Book In Progress: Lyric Thinking: Poetry, Selfhood, Modernity


My current book project, "Lyric Thinking: Poetry, Selfhood, Modernity," argues for the central importance of lyric form and language in shaping new intellectual possibilities for the self in the early modern period and beyond. Drawing together scholarship on theories of mind, cognition and meditation with a complex literary history of lyric's foundational encounters with other genres, particularly the epic, the book connects the cultural fortunes of poetry to the lyric's ability to interrogate, analyze, meditate, and engage in non-propositional mental processes.
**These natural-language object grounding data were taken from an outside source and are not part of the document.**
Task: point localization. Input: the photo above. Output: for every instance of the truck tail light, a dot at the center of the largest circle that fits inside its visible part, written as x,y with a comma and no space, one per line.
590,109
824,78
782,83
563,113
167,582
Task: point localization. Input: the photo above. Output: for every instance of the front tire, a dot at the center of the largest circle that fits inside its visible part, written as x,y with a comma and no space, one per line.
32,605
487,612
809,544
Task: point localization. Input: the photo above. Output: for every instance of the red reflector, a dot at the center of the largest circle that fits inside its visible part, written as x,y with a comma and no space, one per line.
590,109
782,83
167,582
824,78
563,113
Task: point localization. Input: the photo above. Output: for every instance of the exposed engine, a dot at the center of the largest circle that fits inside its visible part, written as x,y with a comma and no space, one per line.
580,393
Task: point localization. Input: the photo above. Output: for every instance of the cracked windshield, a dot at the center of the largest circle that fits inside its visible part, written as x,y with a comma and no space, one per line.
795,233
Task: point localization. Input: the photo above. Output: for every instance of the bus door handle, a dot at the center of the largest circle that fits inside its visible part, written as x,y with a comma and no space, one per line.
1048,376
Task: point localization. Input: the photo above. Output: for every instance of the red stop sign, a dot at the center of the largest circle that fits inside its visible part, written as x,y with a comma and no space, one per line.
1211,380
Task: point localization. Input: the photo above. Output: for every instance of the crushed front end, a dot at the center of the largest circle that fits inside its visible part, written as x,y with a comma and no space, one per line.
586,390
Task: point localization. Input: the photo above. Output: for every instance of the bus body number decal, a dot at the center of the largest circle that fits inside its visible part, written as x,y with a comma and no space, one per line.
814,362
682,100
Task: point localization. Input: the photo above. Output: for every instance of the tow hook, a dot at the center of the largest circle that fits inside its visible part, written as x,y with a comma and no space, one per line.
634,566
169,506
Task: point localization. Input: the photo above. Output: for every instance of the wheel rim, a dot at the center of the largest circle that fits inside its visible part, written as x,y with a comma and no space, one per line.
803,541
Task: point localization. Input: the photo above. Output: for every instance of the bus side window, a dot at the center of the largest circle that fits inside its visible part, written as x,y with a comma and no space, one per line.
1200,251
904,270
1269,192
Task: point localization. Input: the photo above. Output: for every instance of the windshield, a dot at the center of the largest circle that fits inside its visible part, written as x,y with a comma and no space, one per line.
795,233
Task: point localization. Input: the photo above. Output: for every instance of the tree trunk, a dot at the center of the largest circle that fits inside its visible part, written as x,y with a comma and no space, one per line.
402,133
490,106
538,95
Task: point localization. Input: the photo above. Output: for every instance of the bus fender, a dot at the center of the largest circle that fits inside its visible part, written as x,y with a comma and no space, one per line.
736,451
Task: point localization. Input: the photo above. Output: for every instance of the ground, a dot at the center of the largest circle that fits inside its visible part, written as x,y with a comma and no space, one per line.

These include complex tasks of abstract reasoning through symbolic figuration, anti-teleological reflections on temporality and historicity, intimations of embodied cognition, and an embrace of contingency, which, I suggest, anticipate the epistemological shifts associated with modernity. The book thus makes an intervention into the ancient quarrel between poetry and philosophy by suggesting how the seemingly unphilosophical modes of thinking celebrated in the lyric paradoxically enable philosophical reorientations—facilitating, for instance, the rise of the New Science and conceptions of individual agency. At the same time, it sharply revises a well-worn narrative about the Renaissance discovery of the individual to reconsider how lyric thinking—manifested in the immense popularity of the lyric as a genre after Petrarch—may have been instrumental in crafting the modern vision of a radically relational self, caught between solitude and sociality.